Solo el movimiento antiglobalización impulsado sobre todo por ecologistas y neolibertarios, supo comprender el problema. Ahora que el tiempo ha concedido la razón a quienes desde el principio la tenían, muchos quieren subir a recoger el premio . Sean todos bienvenidos . Pero frente a la corriente del “no todos los políticos son iguales” (los de determinadas formaciones son todos santos aunque alguno de los suyos se forren en el Consejo de Administración de entidades en quiebra); a la del “Comisiones y UGT se han confundido, pero son imprescindibles”; o a la del “vosotros tenéis la culpa de que venga la extrema derecha por criticar a la oligarquía político-sindical”; frente a eso, decía, un simple recordatorio. Mientras el llorado Carlo Giuliani caía abatido por la policía fascista italiana, “solamente por pensar” (como canta SKA-P); algunos de los ahora ofendidos cobraban sueldo como parlamentarios de la izquierda presunta, en unos casos, o de la izquierda decimonónica, en otros. Mientras cientos de compañeros antisistema se pudrían y se pudren en las cárceles de media Europa, ilustres del sindicalismo amarillo compartían mesa sin pudor con los dirigentes de la patronal más rancia, en lujosos restaurantes de esos que salen en la guía de determinada multinacional del neumático.
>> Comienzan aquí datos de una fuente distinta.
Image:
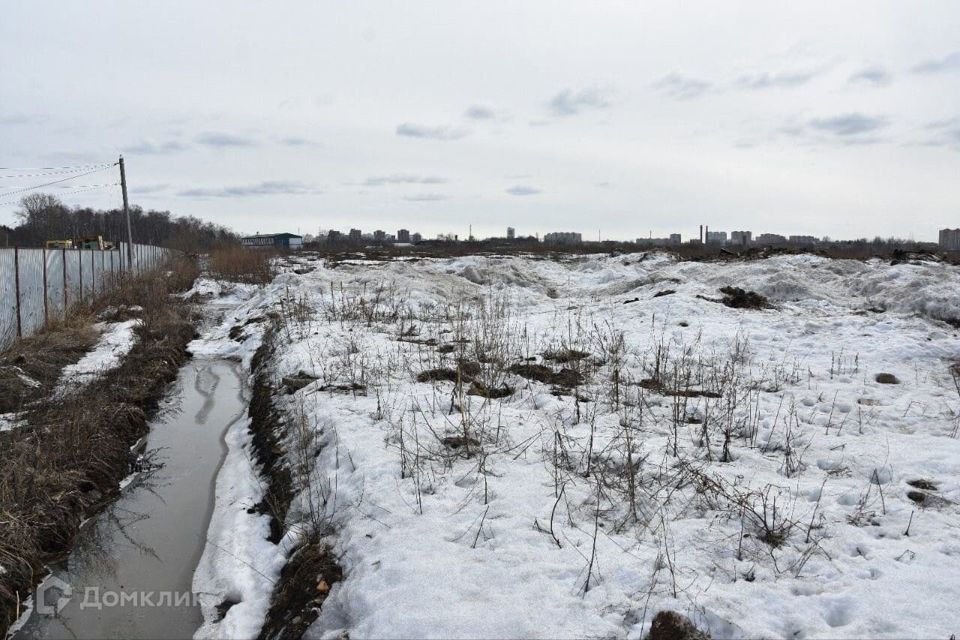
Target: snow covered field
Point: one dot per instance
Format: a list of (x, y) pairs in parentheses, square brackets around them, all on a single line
[(523, 447)]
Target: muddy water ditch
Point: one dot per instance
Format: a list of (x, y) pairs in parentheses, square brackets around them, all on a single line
[(130, 572)]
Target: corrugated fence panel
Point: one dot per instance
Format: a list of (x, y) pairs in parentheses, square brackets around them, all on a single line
[(8, 299), (71, 276), (31, 290), (55, 283)]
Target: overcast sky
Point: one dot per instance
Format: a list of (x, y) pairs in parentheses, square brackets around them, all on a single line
[(618, 118)]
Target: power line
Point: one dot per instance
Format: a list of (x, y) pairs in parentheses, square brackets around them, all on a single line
[(44, 172), (47, 184), (79, 186), (78, 167), (88, 188)]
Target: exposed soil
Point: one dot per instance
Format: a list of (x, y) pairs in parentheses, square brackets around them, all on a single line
[(566, 355), (266, 430), (304, 584), (670, 625), (31, 367), (738, 298), (49, 485), (566, 378), (659, 387), (480, 389)]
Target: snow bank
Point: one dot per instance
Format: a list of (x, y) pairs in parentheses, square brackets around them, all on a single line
[(523, 538), (116, 341)]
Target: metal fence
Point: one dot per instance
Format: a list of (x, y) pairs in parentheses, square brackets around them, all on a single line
[(38, 285)]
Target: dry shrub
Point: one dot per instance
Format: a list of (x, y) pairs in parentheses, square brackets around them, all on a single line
[(238, 264)]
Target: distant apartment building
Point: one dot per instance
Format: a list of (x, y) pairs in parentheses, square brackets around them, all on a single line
[(716, 237), (674, 239), (950, 239), (771, 238), (563, 238)]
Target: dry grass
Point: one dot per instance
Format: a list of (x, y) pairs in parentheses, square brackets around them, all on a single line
[(242, 265), (70, 456)]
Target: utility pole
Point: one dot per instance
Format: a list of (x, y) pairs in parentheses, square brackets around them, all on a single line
[(126, 212)]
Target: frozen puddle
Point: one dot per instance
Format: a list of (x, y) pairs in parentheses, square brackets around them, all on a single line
[(131, 569)]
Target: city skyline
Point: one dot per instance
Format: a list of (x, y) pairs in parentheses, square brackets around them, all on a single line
[(634, 119)]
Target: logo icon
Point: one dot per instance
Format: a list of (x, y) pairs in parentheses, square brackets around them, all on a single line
[(53, 595)]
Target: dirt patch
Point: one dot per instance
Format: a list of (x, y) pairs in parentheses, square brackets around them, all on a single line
[(659, 387), (480, 389), (670, 625), (31, 367), (297, 382), (266, 430), (457, 442), (738, 298), (299, 594), (566, 355), (48, 486), (566, 378), (466, 371)]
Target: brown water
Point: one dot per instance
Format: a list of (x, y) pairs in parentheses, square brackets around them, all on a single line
[(148, 543)]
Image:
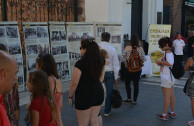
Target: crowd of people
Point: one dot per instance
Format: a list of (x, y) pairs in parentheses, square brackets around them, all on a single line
[(94, 78)]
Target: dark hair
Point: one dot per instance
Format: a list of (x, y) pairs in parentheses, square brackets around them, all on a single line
[(105, 36), (47, 63), (3, 47), (165, 40), (40, 82), (92, 59), (134, 41)]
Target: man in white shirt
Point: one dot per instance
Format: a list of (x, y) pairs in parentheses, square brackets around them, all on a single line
[(111, 70), (178, 47)]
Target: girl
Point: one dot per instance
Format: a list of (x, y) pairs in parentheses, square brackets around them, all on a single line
[(46, 63), (167, 79), (42, 109), (86, 84)]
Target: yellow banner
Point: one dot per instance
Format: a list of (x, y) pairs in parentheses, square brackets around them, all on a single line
[(157, 32)]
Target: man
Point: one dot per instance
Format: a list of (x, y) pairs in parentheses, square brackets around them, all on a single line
[(178, 45), (111, 70), (8, 76), (191, 44)]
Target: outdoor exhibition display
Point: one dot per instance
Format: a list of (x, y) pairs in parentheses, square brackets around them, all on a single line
[(59, 49), (155, 33), (115, 30), (77, 31), (36, 39), (9, 36)]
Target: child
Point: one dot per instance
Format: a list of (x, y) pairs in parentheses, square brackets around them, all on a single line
[(167, 79), (42, 109)]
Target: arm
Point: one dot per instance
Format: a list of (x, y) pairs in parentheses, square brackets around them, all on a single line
[(188, 64), (34, 118), (74, 82)]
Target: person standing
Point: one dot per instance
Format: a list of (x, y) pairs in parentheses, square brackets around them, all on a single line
[(178, 45), (8, 77), (111, 70), (167, 78), (133, 75)]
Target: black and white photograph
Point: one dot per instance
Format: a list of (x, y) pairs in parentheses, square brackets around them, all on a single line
[(73, 37), (59, 65), (30, 33), (63, 49), (20, 79), (86, 35), (20, 62), (65, 65), (43, 48), (31, 64), (12, 32), (56, 50), (14, 48), (100, 30), (116, 39), (31, 49), (2, 32), (42, 32)]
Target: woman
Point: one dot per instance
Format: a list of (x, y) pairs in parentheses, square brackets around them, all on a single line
[(86, 84), (129, 75), (11, 100), (46, 63), (167, 79), (42, 109), (190, 85)]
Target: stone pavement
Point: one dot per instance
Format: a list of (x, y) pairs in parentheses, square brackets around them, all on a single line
[(150, 102)]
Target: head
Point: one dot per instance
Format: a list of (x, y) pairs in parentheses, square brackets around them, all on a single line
[(105, 36), (134, 41), (46, 63), (165, 43), (92, 58), (38, 84), (178, 35), (8, 72)]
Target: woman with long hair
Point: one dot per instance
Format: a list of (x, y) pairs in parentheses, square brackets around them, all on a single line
[(167, 79), (86, 84), (42, 109), (132, 75), (46, 63)]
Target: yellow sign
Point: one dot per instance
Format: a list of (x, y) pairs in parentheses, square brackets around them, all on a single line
[(156, 33)]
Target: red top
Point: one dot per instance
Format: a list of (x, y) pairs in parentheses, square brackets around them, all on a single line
[(3, 115), (44, 111)]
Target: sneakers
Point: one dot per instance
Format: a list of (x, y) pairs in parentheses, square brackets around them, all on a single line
[(126, 101), (107, 115), (191, 123), (172, 115), (160, 116)]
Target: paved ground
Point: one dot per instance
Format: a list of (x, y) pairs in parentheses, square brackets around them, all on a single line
[(150, 102)]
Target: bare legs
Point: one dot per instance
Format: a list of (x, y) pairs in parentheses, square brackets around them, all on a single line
[(169, 99), (89, 116)]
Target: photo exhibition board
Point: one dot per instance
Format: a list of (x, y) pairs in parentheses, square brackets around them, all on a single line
[(115, 30), (155, 33), (77, 31), (9, 36), (36, 39), (59, 49)]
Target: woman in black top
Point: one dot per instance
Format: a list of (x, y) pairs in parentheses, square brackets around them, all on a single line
[(86, 84)]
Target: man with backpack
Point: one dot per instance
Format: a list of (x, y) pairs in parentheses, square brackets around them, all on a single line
[(133, 57), (111, 70)]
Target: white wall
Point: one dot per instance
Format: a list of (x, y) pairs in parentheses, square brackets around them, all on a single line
[(97, 10), (150, 9)]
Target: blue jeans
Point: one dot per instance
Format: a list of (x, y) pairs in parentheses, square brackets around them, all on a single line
[(109, 83)]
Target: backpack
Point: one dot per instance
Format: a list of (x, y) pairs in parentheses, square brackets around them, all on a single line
[(177, 69), (135, 63)]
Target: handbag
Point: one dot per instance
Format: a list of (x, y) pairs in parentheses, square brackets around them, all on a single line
[(116, 99)]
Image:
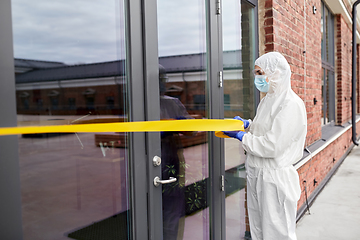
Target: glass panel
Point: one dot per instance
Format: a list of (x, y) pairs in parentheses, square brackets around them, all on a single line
[(70, 69), (239, 99), (183, 80)]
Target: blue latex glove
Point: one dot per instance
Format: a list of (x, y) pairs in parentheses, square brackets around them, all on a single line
[(235, 134), (246, 122)]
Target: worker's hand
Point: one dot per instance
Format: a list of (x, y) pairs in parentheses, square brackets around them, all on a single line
[(246, 122), (235, 134)]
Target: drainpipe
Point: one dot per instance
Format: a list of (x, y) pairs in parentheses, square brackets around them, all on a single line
[(353, 90)]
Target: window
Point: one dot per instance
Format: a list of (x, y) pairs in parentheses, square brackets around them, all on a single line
[(327, 56), (71, 103), (110, 102)]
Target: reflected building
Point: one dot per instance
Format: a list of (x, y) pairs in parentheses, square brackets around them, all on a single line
[(54, 88)]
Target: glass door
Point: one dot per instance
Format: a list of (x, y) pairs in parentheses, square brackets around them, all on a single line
[(70, 67), (240, 99), (183, 85)]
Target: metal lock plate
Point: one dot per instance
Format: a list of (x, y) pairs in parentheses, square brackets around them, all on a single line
[(157, 161)]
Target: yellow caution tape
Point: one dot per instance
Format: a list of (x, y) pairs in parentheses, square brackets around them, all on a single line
[(144, 126)]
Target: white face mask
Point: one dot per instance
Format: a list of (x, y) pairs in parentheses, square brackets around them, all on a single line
[(261, 84)]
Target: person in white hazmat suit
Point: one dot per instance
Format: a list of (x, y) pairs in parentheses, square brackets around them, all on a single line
[(273, 142)]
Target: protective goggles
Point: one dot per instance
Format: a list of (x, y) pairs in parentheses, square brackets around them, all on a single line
[(258, 72)]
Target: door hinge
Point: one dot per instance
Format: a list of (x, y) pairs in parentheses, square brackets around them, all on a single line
[(218, 7), (222, 187), (220, 79)]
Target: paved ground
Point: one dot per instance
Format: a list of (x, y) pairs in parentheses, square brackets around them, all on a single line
[(335, 213)]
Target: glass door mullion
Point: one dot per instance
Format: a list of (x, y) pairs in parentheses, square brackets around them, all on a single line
[(152, 112), (216, 111)]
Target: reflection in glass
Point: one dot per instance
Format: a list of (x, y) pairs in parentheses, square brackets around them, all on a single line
[(70, 69), (183, 79), (239, 100)]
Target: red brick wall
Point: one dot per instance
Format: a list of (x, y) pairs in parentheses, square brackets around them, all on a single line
[(320, 165), (343, 70), (284, 31)]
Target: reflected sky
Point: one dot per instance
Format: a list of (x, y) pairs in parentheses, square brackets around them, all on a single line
[(79, 31)]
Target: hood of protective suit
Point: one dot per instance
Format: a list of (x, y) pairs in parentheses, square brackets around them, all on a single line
[(277, 69)]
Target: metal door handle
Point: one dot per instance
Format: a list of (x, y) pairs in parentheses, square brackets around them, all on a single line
[(157, 181)]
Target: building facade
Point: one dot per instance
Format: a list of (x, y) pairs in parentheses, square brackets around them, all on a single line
[(124, 61)]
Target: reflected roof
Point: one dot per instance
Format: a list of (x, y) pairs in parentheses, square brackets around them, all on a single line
[(43, 71), (36, 64)]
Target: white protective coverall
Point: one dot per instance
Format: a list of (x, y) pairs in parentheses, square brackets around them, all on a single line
[(274, 142)]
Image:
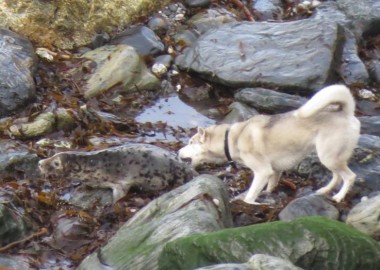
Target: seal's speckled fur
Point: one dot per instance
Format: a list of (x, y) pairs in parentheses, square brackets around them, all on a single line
[(146, 166)]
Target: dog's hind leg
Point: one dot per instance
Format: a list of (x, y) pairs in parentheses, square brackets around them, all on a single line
[(261, 179), (348, 180), (330, 186), (273, 182)]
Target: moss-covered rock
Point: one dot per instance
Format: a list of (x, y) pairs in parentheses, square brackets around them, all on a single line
[(310, 243), (68, 24), (199, 206)]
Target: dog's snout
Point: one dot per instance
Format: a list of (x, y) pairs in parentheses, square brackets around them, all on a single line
[(186, 159)]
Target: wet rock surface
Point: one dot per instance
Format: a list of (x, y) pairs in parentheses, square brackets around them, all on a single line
[(199, 206), (314, 205), (310, 238), (19, 63), (257, 261), (365, 216), (232, 54), (115, 65), (152, 92)]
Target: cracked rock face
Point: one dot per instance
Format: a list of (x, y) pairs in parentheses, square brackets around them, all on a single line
[(297, 55)]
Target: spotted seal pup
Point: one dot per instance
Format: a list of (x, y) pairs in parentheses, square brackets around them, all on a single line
[(146, 166)]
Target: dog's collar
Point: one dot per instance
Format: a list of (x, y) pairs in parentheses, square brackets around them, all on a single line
[(226, 149)]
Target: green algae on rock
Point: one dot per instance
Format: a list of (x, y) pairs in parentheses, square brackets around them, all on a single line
[(309, 243)]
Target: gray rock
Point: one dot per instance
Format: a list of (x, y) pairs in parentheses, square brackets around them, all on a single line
[(293, 55), (200, 206), (16, 161), (148, 167), (16, 262), (197, 3), (352, 69), (18, 62), (186, 38), (365, 216), (364, 18), (211, 19), (314, 205), (143, 39), (14, 224), (165, 60), (329, 11), (268, 100), (239, 112), (374, 70), (100, 40), (159, 24), (268, 9), (115, 65), (256, 262)]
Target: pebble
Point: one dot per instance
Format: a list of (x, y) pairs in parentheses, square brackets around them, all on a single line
[(197, 3), (159, 24)]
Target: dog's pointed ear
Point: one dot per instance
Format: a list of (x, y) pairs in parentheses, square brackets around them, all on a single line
[(202, 134)]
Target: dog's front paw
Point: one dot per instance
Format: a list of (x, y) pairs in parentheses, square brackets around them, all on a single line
[(253, 202), (338, 197), (323, 191)]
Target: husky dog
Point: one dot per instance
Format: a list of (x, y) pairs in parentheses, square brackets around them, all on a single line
[(270, 144)]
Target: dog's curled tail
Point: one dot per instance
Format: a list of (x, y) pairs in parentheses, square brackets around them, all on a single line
[(334, 94)]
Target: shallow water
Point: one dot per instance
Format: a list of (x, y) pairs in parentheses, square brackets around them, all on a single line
[(175, 113)]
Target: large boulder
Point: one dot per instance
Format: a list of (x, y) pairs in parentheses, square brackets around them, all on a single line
[(365, 216), (295, 55), (364, 18), (309, 243), (18, 64), (68, 24), (200, 206), (115, 66)]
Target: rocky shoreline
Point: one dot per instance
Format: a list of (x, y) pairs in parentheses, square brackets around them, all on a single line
[(122, 199)]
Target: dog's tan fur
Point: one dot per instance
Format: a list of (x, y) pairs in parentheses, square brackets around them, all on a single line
[(269, 145)]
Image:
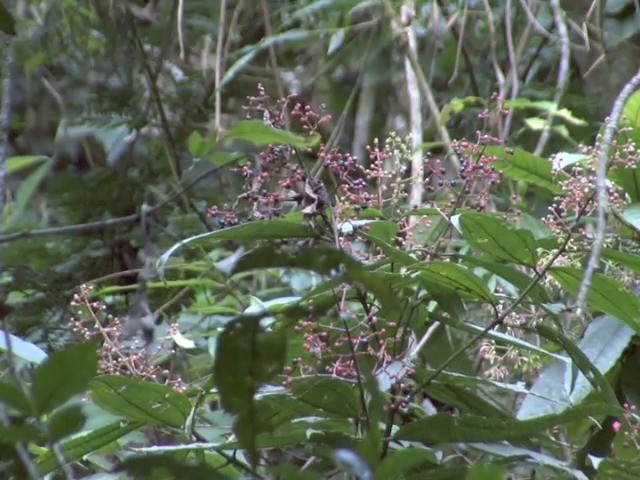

Insisto, sean todos bienvenidos, pero tengamos claro que al día de hoy, pese al fascismo en el poder , pese a la ignorante brutalidad de los antidisturbios y pese a las claras intenciones de algunos afines de adueñarse de la protesta, las calles pertenecen en primera persona a los ciudadanos. Y, como en las juntas de vecinos, cuando asiste el interesado, los apoderados deben pasar a un discreto segundo plano. Por lo menos a este impresentable metido a blogero NO LE REPRESENTAN.
También se extienden por la red mensajes críticos con quienes fueron apaleados por manifestarse de modo pacífico frente a la sede socialista de Ferraz. Si gobierna el PP ¿por qué dáis la brasa al PSOE? Quizá, compañeros, porque nadie salió de Ferraz a decir a la policía que esos señores tenían todo el derecho del mundo a quejarse sin violencia donde quisieran, o quizá porque fueron de los pocos que escucharon el discurso de Rubalcaba en el Congreso.